The average cost that a state has to pay to keep a mentally ill person in prison for a year costs around $23,000, which comes to around $63 per day. This is 20 times more than what crisis treatment and counseling for any person with a mental illness would be. In some areas of the United States the ratio could be as much 25:1. Allocating resources to reduce the prevalence of those with mental illness in the judicial system would allow us to direct that money into a much more beneficial way of helping those who are led in the incorrect direction as a result of their mental illnesses.  

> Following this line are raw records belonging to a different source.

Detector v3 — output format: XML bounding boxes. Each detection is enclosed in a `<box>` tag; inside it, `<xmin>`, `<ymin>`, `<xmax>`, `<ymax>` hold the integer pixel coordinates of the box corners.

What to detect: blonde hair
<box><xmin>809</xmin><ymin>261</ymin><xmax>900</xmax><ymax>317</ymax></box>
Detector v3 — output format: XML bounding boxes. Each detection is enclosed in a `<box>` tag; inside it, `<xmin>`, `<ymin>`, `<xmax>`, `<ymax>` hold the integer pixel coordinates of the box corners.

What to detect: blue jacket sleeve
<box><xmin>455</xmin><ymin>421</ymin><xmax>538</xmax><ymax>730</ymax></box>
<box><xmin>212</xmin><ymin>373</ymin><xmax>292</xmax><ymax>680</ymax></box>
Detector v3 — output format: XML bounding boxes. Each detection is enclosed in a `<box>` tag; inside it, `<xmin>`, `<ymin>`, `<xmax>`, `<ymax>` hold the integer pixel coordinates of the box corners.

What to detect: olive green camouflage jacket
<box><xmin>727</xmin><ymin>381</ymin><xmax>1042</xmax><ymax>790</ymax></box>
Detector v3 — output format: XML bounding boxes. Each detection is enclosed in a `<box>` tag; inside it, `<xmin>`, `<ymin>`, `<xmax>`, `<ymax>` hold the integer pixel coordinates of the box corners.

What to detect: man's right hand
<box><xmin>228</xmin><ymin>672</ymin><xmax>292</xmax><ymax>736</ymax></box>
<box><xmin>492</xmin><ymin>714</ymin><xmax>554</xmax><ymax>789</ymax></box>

The landscape for this problem is mostly within prisons; both local as well as federa; prisons, but also outside of prisons as there is a need for continuity of treatment for released inmates outside of jail. It is considered a regulatory policy lever, as it needs to be put into place in order by government officials to maintain order and diminish the threat of danger to those with mental illnesses. The stakeholders for this policy range from tax-payers, from whose money the government will be able to fund the mandatory changes within the criminal justice system for the betterment of those who are mentally ill, to the inmates themselves who will notice a vast improvement in their quality of life. The main objective of this policy to provide adequate resources for those who face mental illnesses and either deter them towards treatment instead of jail for minor offenses, or allow proper treatment for those in prison so that they are able to successfully and healthily go through their jail time and avoid a relapse of jail time. The main end goal is to evade the situation that is currently in place in which prisons are treated as a warehouse where those who are mentally ill and dumped and left to become isolated from the outside world.

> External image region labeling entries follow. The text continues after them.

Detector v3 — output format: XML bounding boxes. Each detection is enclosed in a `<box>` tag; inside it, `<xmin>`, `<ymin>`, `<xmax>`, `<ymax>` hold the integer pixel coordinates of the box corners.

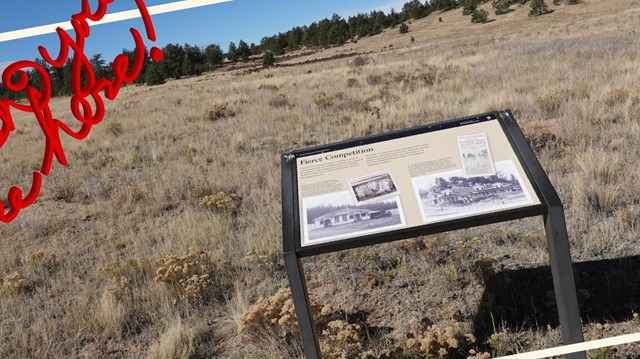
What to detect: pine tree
<box><xmin>144</xmin><ymin>62</ymin><xmax>165</xmax><ymax>86</ymax></box>
<box><xmin>238</xmin><ymin>40</ymin><xmax>251</xmax><ymax>61</ymax></box>
<box><xmin>491</xmin><ymin>0</ymin><xmax>509</xmax><ymax>15</ymax></box>
<box><xmin>227</xmin><ymin>41</ymin><xmax>238</xmax><ymax>62</ymax></box>
<box><xmin>204</xmin><ymin>44</ymin><xmax>224</xmax><ymax>70</ymax></box>
<box><xmin>529</xmin><ymin>0</ymin><xmax>549</xmax><ymax>16</ymax></box>
<box><xmin>462</xmin><ymin>0</ymin><xmax>479</xmax><ymax>16</ymax></box>
<box><xmin>471</xmin><ymin>9</ymin><xmax>489</xmax><ymax>23</ymax></box>
<box><xmin>262</xmin><ymin>51</ymin><xmax>276</xmax><ymax>67</ymax></box>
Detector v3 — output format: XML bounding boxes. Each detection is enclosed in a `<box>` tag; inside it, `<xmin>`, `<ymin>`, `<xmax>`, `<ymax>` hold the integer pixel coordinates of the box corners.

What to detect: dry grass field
<box><xmin>0</xmin><ymin>0</ymin><xmax>640</xmax><ymax>359</ymax></box>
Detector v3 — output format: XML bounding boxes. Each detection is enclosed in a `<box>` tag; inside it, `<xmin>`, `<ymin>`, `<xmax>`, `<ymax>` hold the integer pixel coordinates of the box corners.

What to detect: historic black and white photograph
<box><xmin>349</xmin><ymin>172</ymin><xmax>398</xmax><ymax>203</ymax></box>
<box><xmin>458</xmin><ymin>133</ymin><xmax>495</xmax><ymax>177</ymax></box>
<box><xmin>412</xmin><ymin>161</ymin><xmax>533</xmax><ymax>223</ymax></box>
<box><xmin>302</xmin><ymin>191</ymin><xmax>406</xmax><ymax>244</ymax></box>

The main advocates for a policy to better this problem will be those who have been educated on the social implications and the consequences of mental illnesses. They would urge a renovation of the criminal justice system in order to minimize any additional suffering that the mentally ill have to endure when facing the law. Those who are not aware of the real dangers that come alongside mental illnesses would argue that they do not want to put their money towards bettering a “criminal” or someone who deserves to be behind the bars for the way the acted in society. As a result, a policy of this sort may not be instated with ease, as these types of people could pose as a barrier. The main downside of this policy would be the time that implementation would take. Incorporating a new system in jails that are already populated may pose as an obstacle to achieve such a change. Additionally, creating alternate treatment programs for those who face minor problems with the law will take an ample amount of time, as the government should also decide on a threshold for what constitutes as worthy of jail time and what can be sufficed with solely mental health treatment. This could also cause backlash from many taxpayers as they may not have the same vision for who should be incarcerated and who should not. However, in its entirety a policy towards enacting more availability for mental health treatment for those in the criminal justice system would benefit both those individuals with a chance for a better life, as well as the general public who are able to feel safer on a daily basis.